The Challenge
When sunlight reflects off a solar panel it can create hazardous glare for road users, aircraft pilots, and people living nearby. In Germany, the Federal Immission Control Act (BImSchG) requires a formal glare assessment before larger photovoltaic installations can be approved. Similar regulations apply across most of Europe.
Glare is a three-dimensional problem. It depends on the angle of the panels, the path of the sun across the year, the height and position of every observer, and whether terrain or buildings block reflected light. Traditional assessments use 2D GIS tools and static diagrams that flatten all of this into something approvers can't intuit. Reports take weeks to produce and are hard for non-technical stakeholders to interpret or trust.

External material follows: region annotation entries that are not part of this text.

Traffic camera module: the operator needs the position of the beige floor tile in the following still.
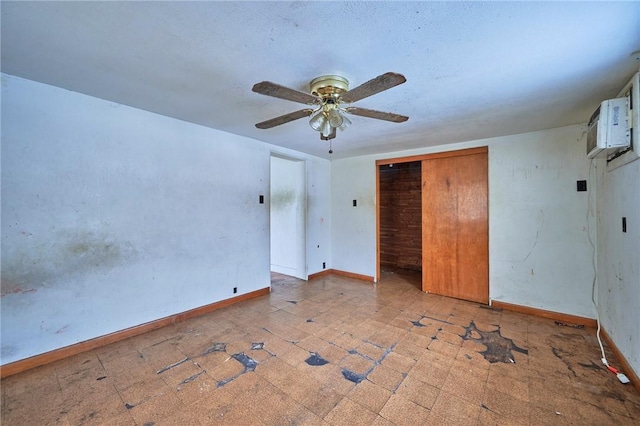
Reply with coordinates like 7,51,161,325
0,271,640,426
380,395,430,425
324,398,378,426
431,391,480,424
347,380,392,413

We needed a tool that handled the physics properly and made the result obvious to anyone looking at the screen.
The Solution
We built an interactive 3D web application. Users open it in any browser, navigate to the proposed installation site on a real-world globe with terrain and buildings, and place the panels and observer points directly on the map.
The 3D environment is physically accurate. The sun moves across the sky based on the actual date and location, terrain casts real shadows, and the user can scrub through the year to see how the geometry changes between seasons. Stakeholders looking at the screen can immediately see where glare is likely without needing an expert to interpret a chart.
Behind the scenes, the application runs a ray-tracing analysis that casts light from every panel surface toward every observer point, checks for obstructions, and matches reflected directions against the sun's known positions across the year. The full year of glare events is compiled into per-observer charts and a branded PDF report — downloadable from the Results tab with one click, ready to submit alongside the regulatory application.
Results & Impact
- Glare assessments that anyone can evaluate. The 3D view collapses what used to be a multi-page technical report into something a planning officer or neighbour can understand in seconds.
- Regulator-ready output. Every analysis run produces a downloadable PDF with the site map, observer summary, and per-observer glare timelines — packaged for direct submission.
- Faster turnaround. What previously took weeks of GIS work and back-and-forth now runs in minutes from a browser.
- Cesium Certified Developer status. Mapular is now listed in the official Cesium Certified Developer Directory, with this project as the showcase.
Key Takeaways
- If the problem is three-dimensional, the tool should be too. Compressing a 3D physical problem into 2D forces approximations that erode trust in the result. The harder a stakeholder has to work to interpret a diagram, the less weight they give it.
- Show the physics, don't hide it. The interactive sun-path and real-time shadows are the trust-building feature. People believe the analysis because they can see it happening.
- Close the loop with the deliverable the buyer actually needs. The 3D tool is impressive, but the asset that matters is the PDF that goes into the regulatory submission. Build the analysis to produce the final artefact, not just the intermediate visuals.